Passeport gate : le gouvernement a tâtonné, il a eu peur

L’annonce du passeport biométrique congolais aura surplombé, un bon temps, les débats sur élections en RDC. Le gouvernement a fait le choix de la “modernité”, envers et contre tous. Le peuple a été pris au dépourvu et constate que les dés étant jetés. Mais l’image de marque du pouvoir public en a pris un coup dur.  Les dirigeant avaient pourtant peur…

Tout est parti d’un communiqué de septembre, signé de la main d’Agée Matembo, vice-ministre aux Affaires étrangères. D’aucuns parlent d’amateurisme qu’inspire la procédure d’invalidation de passeport du gouvernement dans cette affaire qu’il aurait pu gérer autrement.

Un novice aux Affaires étrangères

Plusieurs congolaise ne s’intéressent plus à penser à la date d’expiration de leur jeune passeport semi-biométrique. Mais la manière dont le gouvernement l’a annoncé laisse perplexe. Le ministère a décidé par un outil non adapté : un communiqué.

D’abord, le patron des Affaires étrangères, Léonard She Okitundu, pèche en laissant pareille décision à un vice-ministre. Qui plus est, fait ses premiers pas en diplomatie étrangère. Agée Matembo a été conseiller de Christian Mwando, alors ministre des finances du Katanga, sous Moïse Katumbi.

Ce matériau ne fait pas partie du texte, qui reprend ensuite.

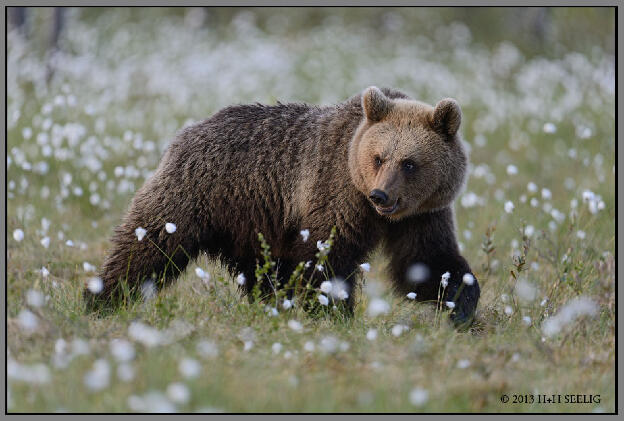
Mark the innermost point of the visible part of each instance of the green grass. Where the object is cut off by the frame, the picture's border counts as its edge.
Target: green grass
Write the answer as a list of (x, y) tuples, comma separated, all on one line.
[(506, 103)]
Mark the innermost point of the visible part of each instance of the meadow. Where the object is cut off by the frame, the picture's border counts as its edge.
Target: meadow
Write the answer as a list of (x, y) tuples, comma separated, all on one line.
[(87, 124)]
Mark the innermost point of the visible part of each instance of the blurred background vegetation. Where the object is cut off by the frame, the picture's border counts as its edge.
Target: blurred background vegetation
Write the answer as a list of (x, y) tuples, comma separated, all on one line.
[(548, 31)]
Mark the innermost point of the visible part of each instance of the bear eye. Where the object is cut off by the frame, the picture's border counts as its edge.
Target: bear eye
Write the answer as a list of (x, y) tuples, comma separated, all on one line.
[(408, 165)]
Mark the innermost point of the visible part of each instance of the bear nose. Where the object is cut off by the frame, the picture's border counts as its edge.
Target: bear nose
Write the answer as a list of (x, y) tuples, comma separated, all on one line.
[(379, 197)]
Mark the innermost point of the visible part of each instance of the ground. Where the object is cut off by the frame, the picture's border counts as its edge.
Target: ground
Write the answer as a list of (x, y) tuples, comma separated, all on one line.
[(536, 222)]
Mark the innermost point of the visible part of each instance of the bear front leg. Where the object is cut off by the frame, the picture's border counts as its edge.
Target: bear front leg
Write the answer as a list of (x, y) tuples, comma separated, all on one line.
[(422, 248), (159, 253)]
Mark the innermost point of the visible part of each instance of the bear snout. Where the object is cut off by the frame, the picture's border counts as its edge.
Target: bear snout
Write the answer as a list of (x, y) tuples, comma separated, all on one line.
[(378, 197)]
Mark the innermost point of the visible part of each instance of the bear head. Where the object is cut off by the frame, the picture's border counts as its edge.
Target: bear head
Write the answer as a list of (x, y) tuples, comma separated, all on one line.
[(407, 156)]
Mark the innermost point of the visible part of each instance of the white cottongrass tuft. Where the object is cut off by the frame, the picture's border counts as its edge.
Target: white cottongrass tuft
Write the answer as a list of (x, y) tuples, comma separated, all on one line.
[(140, 233), (122, 350), (189, 368), (444, 280), (18, 235), (419, 396), (509, 207), (549, 128), (371, 335), (178, 393), (532, 187), (201, 274), (326, 287), (546, 194), (581, 306), (95, 285), (323, 300), (464, 363), (98, 377), (170, 227), (295, 325), (378, 306), (512, 169), (240, 279), (468, 279), (323, 247)]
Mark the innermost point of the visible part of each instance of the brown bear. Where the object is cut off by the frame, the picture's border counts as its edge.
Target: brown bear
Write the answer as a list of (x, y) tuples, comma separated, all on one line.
[(382, 168)]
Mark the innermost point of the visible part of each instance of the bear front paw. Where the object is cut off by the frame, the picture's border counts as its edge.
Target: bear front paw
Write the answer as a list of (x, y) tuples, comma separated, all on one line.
[(465, 304)]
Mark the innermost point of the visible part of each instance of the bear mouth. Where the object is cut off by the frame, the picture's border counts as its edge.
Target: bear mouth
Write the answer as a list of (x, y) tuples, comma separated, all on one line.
[(388, 210)]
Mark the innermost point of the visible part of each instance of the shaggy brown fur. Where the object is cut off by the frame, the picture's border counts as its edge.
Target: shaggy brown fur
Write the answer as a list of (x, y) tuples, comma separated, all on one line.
[(283, 168)]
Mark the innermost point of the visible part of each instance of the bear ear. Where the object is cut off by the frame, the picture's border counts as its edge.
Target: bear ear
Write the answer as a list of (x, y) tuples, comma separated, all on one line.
[(375, 104), (447, 116)]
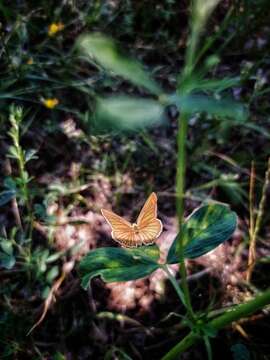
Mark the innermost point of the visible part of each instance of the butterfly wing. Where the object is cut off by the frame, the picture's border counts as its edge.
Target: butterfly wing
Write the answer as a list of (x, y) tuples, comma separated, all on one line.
[(122, 230), (149, 226)]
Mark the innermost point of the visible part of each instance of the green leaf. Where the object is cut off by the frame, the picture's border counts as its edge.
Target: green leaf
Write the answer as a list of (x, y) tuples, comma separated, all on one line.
[(6, 196), (7, 261), (126, 113), (119, 264), (205, 229), (223, 108), (6, 246), (107, 54)]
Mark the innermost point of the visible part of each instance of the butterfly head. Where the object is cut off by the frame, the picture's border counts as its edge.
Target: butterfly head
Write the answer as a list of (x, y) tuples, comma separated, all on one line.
[(136, 228)]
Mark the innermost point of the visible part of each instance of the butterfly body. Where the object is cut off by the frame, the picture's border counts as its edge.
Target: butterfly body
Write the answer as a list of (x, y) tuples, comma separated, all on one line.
[(144, 232)]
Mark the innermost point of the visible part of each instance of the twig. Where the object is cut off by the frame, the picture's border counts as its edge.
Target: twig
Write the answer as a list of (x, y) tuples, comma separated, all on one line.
[(255, 226)]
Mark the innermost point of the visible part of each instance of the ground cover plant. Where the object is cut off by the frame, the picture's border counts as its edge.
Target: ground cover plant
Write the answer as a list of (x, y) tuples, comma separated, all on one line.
[(85, 127)]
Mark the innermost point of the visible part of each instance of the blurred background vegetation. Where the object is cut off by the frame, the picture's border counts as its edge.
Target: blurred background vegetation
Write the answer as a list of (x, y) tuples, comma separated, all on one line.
[(57, 172)]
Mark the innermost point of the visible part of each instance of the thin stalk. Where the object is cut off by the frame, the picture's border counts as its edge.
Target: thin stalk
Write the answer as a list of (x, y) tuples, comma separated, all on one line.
[(255, 229), (238, 312), (174, 283), (180, 194)]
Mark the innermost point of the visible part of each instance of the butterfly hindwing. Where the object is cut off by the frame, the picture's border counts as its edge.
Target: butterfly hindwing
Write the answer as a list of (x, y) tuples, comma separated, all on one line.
[(145, 231)]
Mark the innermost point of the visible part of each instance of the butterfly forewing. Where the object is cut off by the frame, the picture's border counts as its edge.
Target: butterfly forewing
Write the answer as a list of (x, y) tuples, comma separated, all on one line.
[(149, 226), (146, 231), (122, 230), (148, 212)]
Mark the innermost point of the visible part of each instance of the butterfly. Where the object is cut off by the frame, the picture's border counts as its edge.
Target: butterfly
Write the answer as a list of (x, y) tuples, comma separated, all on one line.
[(144, 232)]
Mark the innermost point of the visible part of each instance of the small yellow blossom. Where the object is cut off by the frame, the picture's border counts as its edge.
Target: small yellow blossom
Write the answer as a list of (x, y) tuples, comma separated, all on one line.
[(30, 61), (50, 103), (54, 28)]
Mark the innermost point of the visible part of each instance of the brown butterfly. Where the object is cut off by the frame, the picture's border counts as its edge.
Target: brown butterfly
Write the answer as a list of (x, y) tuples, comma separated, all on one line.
[(146, 229)]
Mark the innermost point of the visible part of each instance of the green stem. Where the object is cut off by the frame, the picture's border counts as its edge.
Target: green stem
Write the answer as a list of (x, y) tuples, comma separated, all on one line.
[(180, 194), (174, 282), (238, 312)]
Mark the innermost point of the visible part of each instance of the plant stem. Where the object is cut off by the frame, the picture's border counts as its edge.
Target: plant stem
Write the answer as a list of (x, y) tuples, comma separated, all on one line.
[(255, 228), (238, 312), (180, 194), (174, 282)]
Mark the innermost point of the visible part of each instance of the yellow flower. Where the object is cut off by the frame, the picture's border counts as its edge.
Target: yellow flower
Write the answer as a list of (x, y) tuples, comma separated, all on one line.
[(54, 28), (50, 103)]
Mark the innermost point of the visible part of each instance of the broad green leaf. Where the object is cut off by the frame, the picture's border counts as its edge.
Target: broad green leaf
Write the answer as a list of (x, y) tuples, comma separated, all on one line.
[(107, 54), (126, 113), (119, 264), (6, 196), (205, 229), (223, 108)]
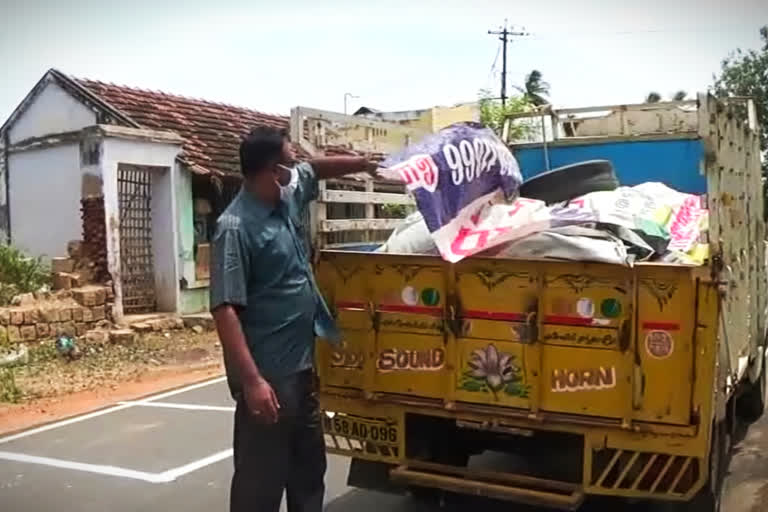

Débauché pour dédoubler le parti Unadef passé à l’opposition en 2016, il en est à sa plus grande ascension politique.

Pages intérieures du passeport semi-biométrique invalidé en RDC. Photo Didier Makal

Sa première grande action dans ce ministère se révèle alors maladroite. Les passeports sont, en effet, une matière sensible. Ils concernent une catégorie des Congolais à revenus intermédiaires, mais aussi la diaspora, connus pour être critiques. Se les mettre sur le dos est sans doute risqué, pour Kinshasa miné par une crise politique d’alternance qui s’enlise. Invalider le passeport devait être une décision dûment murie. Ce qui semble n’avoir pas été le cas, au vu des tâtonnements observés.

Un communiqué à la place d’un arrêté ministériel

Deuxième erreur. Le ministre Okitundu a lui-même reconnu l’existence d’un vice de procédure, pour avoir agi par communiqué que par arrêté. Les députés nationaux sont d’accord que la procédure est porteuse des failles. Henri-Thomas Lokondo, par exemple, député national de la majorité au pouvoir, a semblé se rallier à la population avec un message clair pour Joseph Kabila.

Lire “Passeportgate : les députés ont-ils plié devant She Okitundu ?

Pour lui, Agée Matembo devrait aller dire au chef de l’Etat que le peuple congolais ne veut pas entendre parler de cette mesure qu’il voudrait voir annuler. Il a déploré, en plus, que Léonard She Okitundu se soit permis de se référer à Joseph Kabila que la loi ne reconnaît pas responsable des actions du gouvernement devant le parlement.

Le pire pour certains congolais, c’est aussi de savoir que ces passeports sont produits avec le concours des étrangers. La RDC n’a donc pas ainsi l’entier contrôle de ces documents « sensibles ». Présentant l’ancien passeport comme « facile à imiter », par « des réseaux mafieux, des terroristes », le ministre ne pourrait rassurer que à travers les étrangers accédant aux données biométriques la fraude ne puisse avoir lieu.

Kinshasa reconnaît son tort mais ne plie pas

Par ailleurs, il faut constater que le gouvernement n’a pas anticipé les conséquences de l’invalidation de l’ancien passeport. Le plus grave c’est aussi lorsque cette mesure a été repoussée au 14 janvier 2018. En même temps, le coût du nouveau passeport a été rabattu à 100 USD au lieu de 185, prix officiel. Un signe que le gouvernement a reconnu une décision pour le moins malencontreuse. Et donc, des dommages aux porteurs d’anciens passeports. Mais, curieusement, qu’il s’obstine à mettre au tort des citoyens qui n’ont rien fait pour le mériter.

« Nous parlons dans le néant. Il n’y a pas de décision à appliquer, car un gouvernement ne publie pas ses décisions par un communiqué, du reste signé par un vice-ministre », a constaté le député Mayo. Il aura probablement raison et ce sera là que les parlementaires auront désarmé.